Rattenbury also said that while the ACT supported some of the ACCC’s recommendations – including the underwriting of new generation capacity – the federal government would need to ensure they were implemented as intended, in the interests of consumers.

“We fear that these recommendations are likely to be instead warped into expensive subsidies for polluting, uneconomical coal – guided as Mr Turnbull is, by extreme views on coal and climate change,” he said.

And he reiterated that, while the government claimed to be singularly focused on cutting power prices, taking action on climate change, and supporting the roll-out of more renewable energy, were some of the best ways to drive down the cost of electricity.

Elsewhere, renewable energy industry lobby group the Smart Energy Council called on voters to “choose sides” in Australia’s ongoing energy policy war, and show their support for renewables and the environment.

“Today is such a significant day…. it is the day the government walked away from any climate change policy, and any support for the renewable energy industry,” said Wayne Smith, the manager of government relations at the SEC.

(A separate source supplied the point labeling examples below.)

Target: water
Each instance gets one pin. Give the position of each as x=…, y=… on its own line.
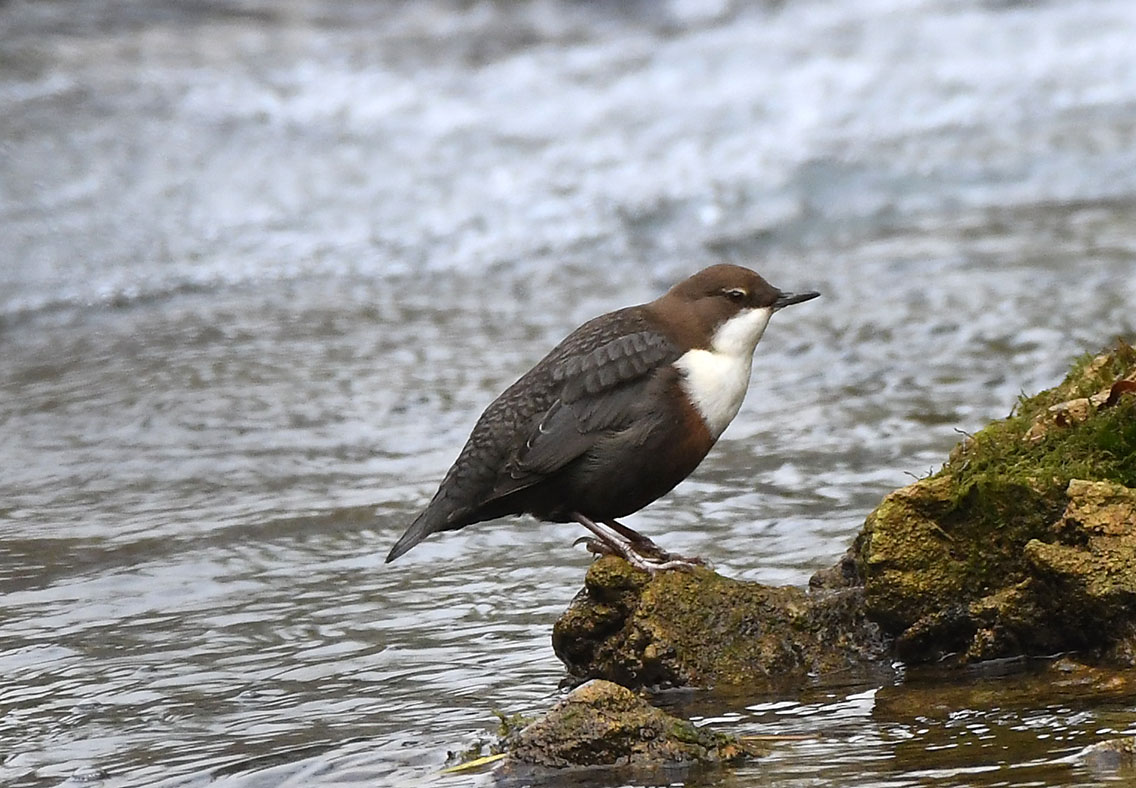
x=261, y=266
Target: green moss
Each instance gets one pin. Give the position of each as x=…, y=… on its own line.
x=700, y=628
x=933, y=553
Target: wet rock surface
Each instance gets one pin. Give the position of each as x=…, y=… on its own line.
x=1022, y=544
x=603, y=724
x=702, y=629
x=1025, y=542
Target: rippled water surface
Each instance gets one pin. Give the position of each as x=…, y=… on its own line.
x=261, y=266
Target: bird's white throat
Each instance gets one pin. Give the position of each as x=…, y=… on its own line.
x=716, y=379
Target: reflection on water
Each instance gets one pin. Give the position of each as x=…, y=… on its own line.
x=262, y=266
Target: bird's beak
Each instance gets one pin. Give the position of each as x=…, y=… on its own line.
x=790, y=299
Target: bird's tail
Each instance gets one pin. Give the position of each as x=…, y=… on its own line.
x=418, y=530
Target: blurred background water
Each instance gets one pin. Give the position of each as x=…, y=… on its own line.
x=262, y=265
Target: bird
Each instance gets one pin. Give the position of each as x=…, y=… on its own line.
x=614, y=417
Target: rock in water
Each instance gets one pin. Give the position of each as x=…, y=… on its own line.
x=702, y=629
x=602, y=723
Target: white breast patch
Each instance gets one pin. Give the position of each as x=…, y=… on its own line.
x=717, y=379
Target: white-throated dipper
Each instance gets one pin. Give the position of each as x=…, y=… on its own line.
x=616, y=416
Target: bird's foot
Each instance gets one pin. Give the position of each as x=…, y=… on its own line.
x=641, y=553
x=648, y=548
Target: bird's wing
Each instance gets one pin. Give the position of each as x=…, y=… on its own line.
x=599, y=392
x=551, y=416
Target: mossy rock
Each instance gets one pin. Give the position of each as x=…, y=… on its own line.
x=702, y=629
x=603, y=724
x=1025, y=542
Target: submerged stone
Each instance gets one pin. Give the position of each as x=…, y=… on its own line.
x=602, y=724
x=1022, y=544
x=702, y=629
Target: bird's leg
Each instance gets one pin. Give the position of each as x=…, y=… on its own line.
x=645, y=546
x=615, y=544
x=642, y=543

Speaking as part of a SEC webinar on Monday morning, former Clean Energy Finance Corporation CEO Oliver Yates said it was “totally unacceptable” to have government policy that ignored the science on climate change.

“What we wanted to do was end up with the lowest (electricity) prices possible given the emissions constraint.

“But even (a reduction of 2 per cent in a decade) was too much for the LNP… We have to deal with these people who deny the need to balance our obligations to the environment and our obligations to achieve the lowest price,” Yates said.

“Addressing emissions is nothing more than paying for insurance. Ignoring it is only going to lead to enormous loss in the future.”

As for what this would do to energy market investment, Yates added, that was a “disaster.”

“For investors, we’re looking at an environment that is completely unknown as of today,” he said. “For every asset class – whether you’re in coal, gas or renewables right now, you wouldn’t know what to make of this.

“This is a government that had no intention of addressing emissions… We’ve now gone from the energy trilemma, back to the energy dilemma, because the government refuses to believe in emissions, in climate change.

“(Victorian energy minister) Lily D’Ambrosio was exactly right about Canberra not being able to get their act together,” Yates said.

“This is the complete capitulation to the far right of Australian politics,” said SEC chief John Grimes. “These are the people who want to lock in coal, they want to lock out renewables, they don’t want to make the transition.

“We could be in election mode very quickly. It’s absolutely in the realm of possibility,” he said.

Speaking as part of the same SEC webinar, Melbourne University’s Simon Holmes à Court said this latest development showed that the future of energy in Australia was now all back within the realm of politics.

What was required, he said, was a wholesale change in political messaging.

“In a carbon constrained world, Australia wins,” he said. “We’re the Saudi Arabia of renewable energy, we’ve got it all.

“That message of hope, rather than fear, has got to get through.”